Lou Ye : Après le Festival de Cannes, j’ai reçu une notification des autorités chinoises selon laquelle le film devait passer une seconde fois devant la censure. J’ai décidé de rendre publique cette notification via les réseaux sociaux. Et là j’ai obtenu un soutien immense des internautes. Du coup, les gens du bureau du cinéma (l’instance étatique responsable notamment des visas de censure) ont accepté de négocier. Résultat : ils ont retiré la majorité de leurs demandes de modifications ou de coupes. De mon côté, j’ai accepté de toucher à un fondu au noir qui durait trois secondes. Cela ne changeait évidemment rien à mon film, mais eux gardaient la face parce qu’ils pouvaient dire que j’avais cédé à leurs injonctions. Le film a ainsi pu être diffusé dans le pays. Mais, parce que j’avais tout de même changé quelque chose, j’ai retiré mon nom du générique. Un geste symbolique puisque tous les spectateurs savaient qui avait réalisé ce film. Malgré tout, les autorités chinoises ont certainement dû trouver que j’étais intraitable.

Pourquoi êtes-vous considéré par le pouvoir comme un auteur dangereux ?

Je ne sais pas. J’essaie de leur dire qu’ils ne doivent pas avoir peur.
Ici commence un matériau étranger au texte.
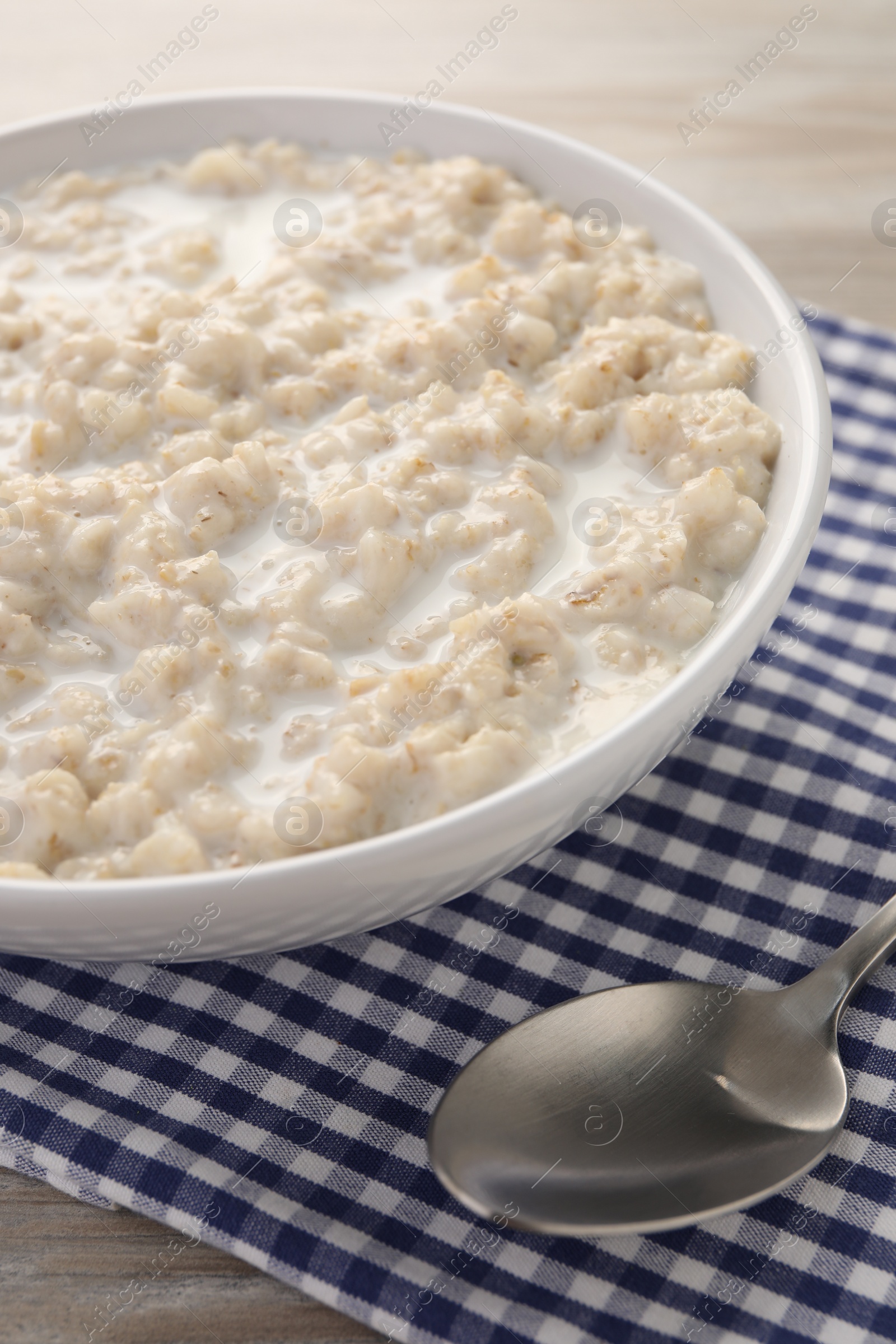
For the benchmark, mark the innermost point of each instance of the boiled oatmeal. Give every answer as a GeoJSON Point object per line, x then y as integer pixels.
{"type": "Point", "coordinates": [309, 534]}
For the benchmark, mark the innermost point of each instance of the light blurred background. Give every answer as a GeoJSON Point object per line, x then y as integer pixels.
{"type": "Point", "coordinates": [796, 165]}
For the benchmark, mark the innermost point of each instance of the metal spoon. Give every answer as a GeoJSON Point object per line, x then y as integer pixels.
{"type": "Point", "coordinates": [654, 1107]}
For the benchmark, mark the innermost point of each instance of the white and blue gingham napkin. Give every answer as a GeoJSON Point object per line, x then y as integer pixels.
{"type": "Point", "coordinates": [278, 1104]}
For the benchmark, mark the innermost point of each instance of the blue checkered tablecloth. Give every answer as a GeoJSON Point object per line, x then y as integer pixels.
{"type": "Point", "coordinates": [278, 1104]}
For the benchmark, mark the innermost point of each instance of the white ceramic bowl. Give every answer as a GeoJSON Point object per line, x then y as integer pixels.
{"type": "Point", "coordinates": [321, 895]}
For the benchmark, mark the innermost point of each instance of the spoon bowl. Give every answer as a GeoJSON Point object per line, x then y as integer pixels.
{"type": "Point", "coordinates": [652, 1107]}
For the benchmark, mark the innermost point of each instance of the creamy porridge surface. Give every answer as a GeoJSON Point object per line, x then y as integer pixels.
{"type": "Point", "coordinates": [379, 522]}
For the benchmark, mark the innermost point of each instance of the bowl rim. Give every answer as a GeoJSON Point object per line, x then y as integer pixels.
{"type": "Point", "coordinates": [790, 548]}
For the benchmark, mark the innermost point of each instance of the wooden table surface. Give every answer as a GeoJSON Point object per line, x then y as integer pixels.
{"type": "Point", "coordinates": [796, 166]}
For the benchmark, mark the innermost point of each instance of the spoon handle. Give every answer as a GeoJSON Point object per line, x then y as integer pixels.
{"type": "Point", "coordinates": [827, 991]}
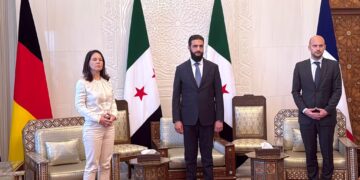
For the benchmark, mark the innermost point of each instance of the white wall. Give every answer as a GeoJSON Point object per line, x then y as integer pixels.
{"type": "Point", "coordinates": [266, 39]}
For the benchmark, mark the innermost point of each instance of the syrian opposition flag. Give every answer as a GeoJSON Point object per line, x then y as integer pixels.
{"type": "Point", "coordinates": [31, 98]}
{"type": "Point", "coordinates": [325, 29]}
{"type": "Point", "coordinates": [218, 52]}
{"type": "Point", "coordinates": [141, 90]}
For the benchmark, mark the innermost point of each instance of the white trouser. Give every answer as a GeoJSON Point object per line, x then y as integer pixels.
{"type": "Point", "coordinates": [98, 143]}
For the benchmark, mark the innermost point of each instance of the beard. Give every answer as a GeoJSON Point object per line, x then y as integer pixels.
{"type": "Point", "coordinates": [195, 57]}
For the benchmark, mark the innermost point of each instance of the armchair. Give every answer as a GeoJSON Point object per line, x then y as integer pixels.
{"type": "Point", "coordinates": [287, 137]}
{"type": "Point", "coordinates": [170, 144]}
{"type": "Point", "coordinates": [249, 123]}
{"type": "Point", "coordinates": [123, 149]}
{"type": "Point", "coordinates": [36, 133]}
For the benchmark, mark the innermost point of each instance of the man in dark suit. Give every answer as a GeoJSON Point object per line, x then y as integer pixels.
{"type": "Point", "coordinates": [197, 107]}
{"type": "Point", "coordinates": [316, 91]}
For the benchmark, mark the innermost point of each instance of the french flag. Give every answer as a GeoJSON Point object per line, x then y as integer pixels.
{"type": "Point", "coordinates": [326, 29]}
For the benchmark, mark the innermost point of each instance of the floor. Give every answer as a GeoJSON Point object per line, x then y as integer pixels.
{"type": "Point", "coordinates": [242, 173]}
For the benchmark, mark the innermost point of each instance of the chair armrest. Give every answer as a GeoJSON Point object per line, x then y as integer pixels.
{"type": "Point", "coordinates": [279, 143]}
{"type": "Point", "coordinates": [36, 164]}
{"type": "Point", "coordinates": [228, 149]}
{"type": "Point", "coordinates": [160, 147]}
{"type": "Point", "coordinates": [349, 150]}
{"type": "Point", "coordinates": [347, 143]}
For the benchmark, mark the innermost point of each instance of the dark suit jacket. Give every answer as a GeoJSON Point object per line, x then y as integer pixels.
{"type": "Point", "coordinates": [190, 102]}
{"type": "Point", "coordinates": [326, 96]}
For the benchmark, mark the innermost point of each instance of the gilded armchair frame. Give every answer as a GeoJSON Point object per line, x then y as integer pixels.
{"type": "Point", "coordinates": [350, 171]}
{"type": "Point", "coordinates": [248, 100]}
{"type": "Point", "coordinates": [227, 171]}
{"type": "Point", "coordinates": [36, 166]}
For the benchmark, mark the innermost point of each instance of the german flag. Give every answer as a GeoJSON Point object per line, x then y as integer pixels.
{"type": "Point", "coordinates": [31, 97]}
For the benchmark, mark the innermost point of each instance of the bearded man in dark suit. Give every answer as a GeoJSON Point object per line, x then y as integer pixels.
{"type": "Point", "coordinates": [197, 107]}
{"type": "Point", "coordinates": [316, 91]}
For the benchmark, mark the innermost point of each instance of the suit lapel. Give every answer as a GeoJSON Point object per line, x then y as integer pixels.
{"type": "Point", "coordinates": [323, 70]}
{"type": "Point", "coordinates": [309, 73]}
{"type": "Point", "coordinates": [205, 72]}
{"type": "Point", "coordinates": [189, 71]}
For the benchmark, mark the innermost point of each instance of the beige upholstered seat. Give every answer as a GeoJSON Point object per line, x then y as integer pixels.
{"type": "Point", "coordinates": [288, 137]}
{"type": "Point", "coordinates": [61, 134]}
{"type": "Point", "coordinates": [37, 132]}
{"type": "Point", "coordinates": [170, 144]}
{"type": "Point", "coordinates": [123, 149]}
{"type": "Point", "coordinates": [249, 123]}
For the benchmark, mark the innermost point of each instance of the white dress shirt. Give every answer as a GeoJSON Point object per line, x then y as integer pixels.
{"type": "Point", "coordinates": [193, 67]}
{"type": "Point", "coordinates": [93, 99]}
{"type": "Point", "coordinates": [313, 66]}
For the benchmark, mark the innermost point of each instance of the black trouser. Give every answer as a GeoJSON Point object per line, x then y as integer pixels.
{"type": "Point", "coordinates": [195, 136]}
{"type": "Point", "coordinates": [309, 134]}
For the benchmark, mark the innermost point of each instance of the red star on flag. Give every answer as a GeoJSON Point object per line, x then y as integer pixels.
{"type": "Point", "coordinates": [223, 89]}
{"type": "Point", "coordinates": [140, 93]}
{"type": "Point", "coordinates": [154, 73]}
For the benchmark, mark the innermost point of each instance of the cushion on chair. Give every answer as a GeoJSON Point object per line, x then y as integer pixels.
{"type": "Point", "coordinates": [128, 149]}
{"type": "Point", "coordinates": [122, 134]}
{"type": "Point", "coordinates": [169, 137]}
{"type": "Point", "coordinates": [292, 136]}
{"type": "Point", "coordinates": [177, 160]}
{"type": "Point", "coordinates": [298, 159]}
{"type": "Point", "coordinates": [247, 144]}
{"type": "Point", "coordinates": [58, 134]}
{"type": "Point", "coordinates": [65, 152]}
{"type": "Point", "coordinates": [68, 171]}
{"type": "Point", "coordinates": [249, 121]}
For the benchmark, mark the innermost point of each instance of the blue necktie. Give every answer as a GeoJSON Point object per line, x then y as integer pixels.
{"type": "Point", "coordinates": [197, 74]}
{"type": "Point", "coordinates": [317, 74]}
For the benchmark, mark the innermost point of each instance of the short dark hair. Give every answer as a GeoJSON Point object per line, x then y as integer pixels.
{"type": "Point", "coordinates": [194, 37]}
{"type": "Point", "coordinates": [87, 70]}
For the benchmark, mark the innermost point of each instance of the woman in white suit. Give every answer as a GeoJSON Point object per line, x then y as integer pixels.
{"type": "Point", "coordinates": [95, 101]}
Un auteur ou un réalisateur, quel qu’il soit, ne sera jamais aussi dangereux qu’un homme politique dangereux. Un film n’est pas à même de mettre à bas un régime, ou alors c’est que le régime se porte très mal.

Mais une œuvre d’art n’est pas inoffensive…

Une œuvre d’art a une action sur le long terme. Il y a une interaction entre le champ de la politique, la société et les œuvres d’art. Ce qui est intéressant, c’est de voir comment cette interaction peut amener un pays, une société, à évoluer dans le bon sens. Mais il est inévitable, et même nécessaire, que des conflits surgissent avec le pouvoir. Parce que si tous les artistes d’un pays se mettent à être les porte-parole d’un gouvernement, l’avenir du pays en question s’annonce difficile.

Pourquoi ce thème de la double vie ?

En Chine, coexistent deux idéologies : le système communiste et, parallèlement, le capitalisme. Deng Xiaoping [^2] a dit : « Un pays, deux systèmes. » Un homme qui mène deux vies, ce n’est finalement qu’une transposition, au plan individuel, de cette situation. Cela risque d’entraîner, bien sûr, des dégâts collatéraux. La double vie est aussi une métaphore de nombreuses situations en Chine suscitant des problèmes, parfois très graves, mais dont on ne connaît pas les tenants et les aboutissants. Ce sont des situations troubles qui restent non élucidées.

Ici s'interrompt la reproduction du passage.